Name | Insulin degludec |
Synonyms | Insulin degludec |
CAS | 844439-96-9 |
Molecular Formula | C274H411N65O81S6 |
Molar Mass | 6103.97 |
Storage Condition | 2-8℃ |
Diabetes is a global chronic metabolic disease that requires lifelong treatment. Under the influence of genetic or environmental factors, islet B cells cannot secrete insulin or do not secrete enough, which will lead to diabetes. The loss of islet B cells in patients with type 1 diabetes can degrade protein and fat as an alternative energy source, which can easily lead to ketoacidosis. Insulin resistance exists in patients with type 2 diabetes, and its condition will gradually deteriorate with the decrease of islet B cell function. Patients with early type 2 diabetes will take exercise, diet control and oral hypoglycemic drugs as the main treatment methods, but with the development of the course of the disease, whether type 1 diabetes or type 2 diabetes, insulin is one of the necessary treatment methods. At present, the main three long-acting insulin types are insulin glargine (glargine), insulin detemir (detemir) and insulin degu (degludec).
degu insulin was developed by Novo Nordisk company and was listed in Japan in October 2012. it was approved to treat type 1 and type 2 diabetes. Degu insulin is an ultra-long-acting basal insulin analog obtained by removing threonine at B30 on the basis of human insulin and connecting a 16-carbon fatty diacid to lysine at B29 through an L-& gamma;-glutamate linker. This unique molecular structure allows it to exist in the preparation as a stable soluble, dihexamer form before injection.
Its long-term mechanism of action is mainly: after subcutaneous injection, with the rapid diffusion of phenol in the preparation, insulin de Gu self-aggregates through the side chain of fatty acid to form polyhexamers, and forms a reservoir at the injection site, To exert its hypoglycemic effect stably and persistently; after that, zinc ions gradually disperse, and polyhexamers slowly dissociate and release monomers into the blood circulation through the capillaries, the added fatty acid side chain reversibly binds to plasma albumin to further slow down its diffusion to target tissues and blood circulation, so as to exert its long-term hypoglycemic effect.
In islet B cells, endogenous insulin exists in the form of hexamer-bound zinc. When secreted, it quickly decomposes into biologically active monomers, which are quickly absorbed into the body circulation, but the hexamer or larger polymer absorbs slowly. This theory has been used to guide the development of insulin analogs that delay the absorption of exogenous insulin from the injection site. Degu insulin is designed as a mixture of multiple hexamers. By changing an amino acid of the human insulin molecule, that is, removing the 30th amino acid of its B chain, and then using a glutamate linker, 1 16 The side chain of carbon fatty diacid is connected to the B29 position. In addition, in the preparation of Degu insulin, phenol and zinc are added to make each hexamer interact and combine to form a stable polyhexamer, so as to achieve the purpose of slow release into the body circulation.

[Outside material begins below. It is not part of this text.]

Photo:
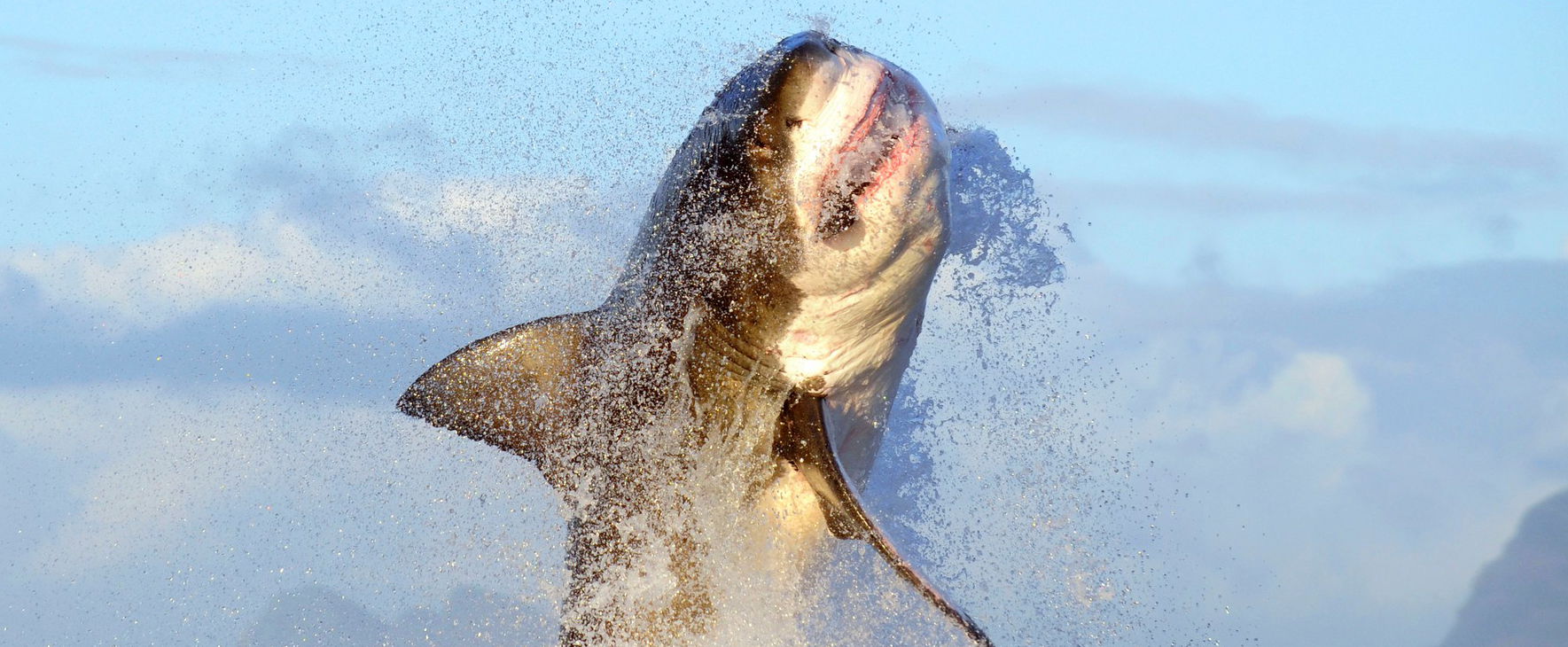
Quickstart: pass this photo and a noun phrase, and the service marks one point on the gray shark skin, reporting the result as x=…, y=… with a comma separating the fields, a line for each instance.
x=714, y=418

on September 25, 2015, FDA approved the listing of Novo Nordisk's new drug insulin (Insulin Degludec) injection under the trade name Tresiba. Degu insulin is a new generation of basal insulin analog, which forms polyhexamers after subcutaneous injection, thus exerting a 24-hour ultra-long-acting effect. Also approved are the combination of insulin and insulin aspart, the trade name is Ryzodeg.

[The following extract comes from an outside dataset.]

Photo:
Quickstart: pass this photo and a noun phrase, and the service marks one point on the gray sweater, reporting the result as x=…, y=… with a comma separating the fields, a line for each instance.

The half-life of Degu insulin for type 1 or type 2 diabetes is close to 25h, and for type 1 diabetes, its duration is> 42h. Due to its long-acting mechanism, the steady-state blood drug concentration can be reached within 2~3 days after injection once a day, which has very smooth and stable pharmacodynamic characteristics. In addition, compared with insulin glargine, the individualized difference of hypoglycemic effect of insulin in Degu is small. In certain populations, such as people> 65 years old, children, and patients with liver and kidney injuries, the pharmacokinetic characteristics of Degu insulin are also very stable. Insulin accumulation refers to the accumulation of insulin levels to an inappropriate high concentration after repeated administration. This situation usually occurs when the regular dose cannot control blood sugar and an extra large dose is given. This overmedication can easily lead to low blood sugar. For long-acting insulin, whether it causes insulin accumulation and leads to the risk of hypoglycemia is a factor that must be considered. The blood concentration of Degu insulin increased from the day of administration and reached a steady-state concentration within 2~3 days. The longer the half-life is relative to the administration interval, the lower the peak-to-valley ratio and the more stable. When in steady state, the effects of long or short dosing intervals are buffered and do not cause insulin accumulation.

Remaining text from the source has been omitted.